Aisha Harrison
I am interested in the experience of power and privilege derived from an individual’s race, class, and/or gender identity. Almost every interaction we have has a power dynamic, even the ones within ourselves. My goal is to examine how my own privilege and the privilege of others affects me and those around me. The sculptures do not illustrate actual interactions; instead I place the figures in situations that get at the emotional impacts of privilege.

I use materials and surfaces metaphorically. At the most basic level, the brown bare clay refers to my own brown body. The bare clay surface is never extremely smooth or refined. Instead of mimicking skin, I want the gritty, spotted clay to refer to all the elements that come together to make us who we are. In addition, the paradox of the fragility and the incredible strength of clay mirrors our own bodies and psychological states.

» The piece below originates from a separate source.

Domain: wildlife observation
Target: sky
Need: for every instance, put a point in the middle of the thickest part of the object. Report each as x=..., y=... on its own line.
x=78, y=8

In my most recent body of work, I have covered all or parts of the pieces with salt. The salt is both beautiful and dangerous. Salt is necessary for us to live, and yet it is poisonous to us in large quantities. If you salt the earth, nothing will grow. Tying into the history of salt as a marker of privilege, I think of this salt as a residue of the effects of privilege. Many of us focus on the privileges of others (that we don’t have), and yet we rarely examine how we benefit from the privileges we do have. The residue (of having or not having) privileges follows us even after we die. It affects the narratives about our people. These narratives influence our understandings of ourselves, as well as other people’s perceptions of us, our ancestors, and our descendants.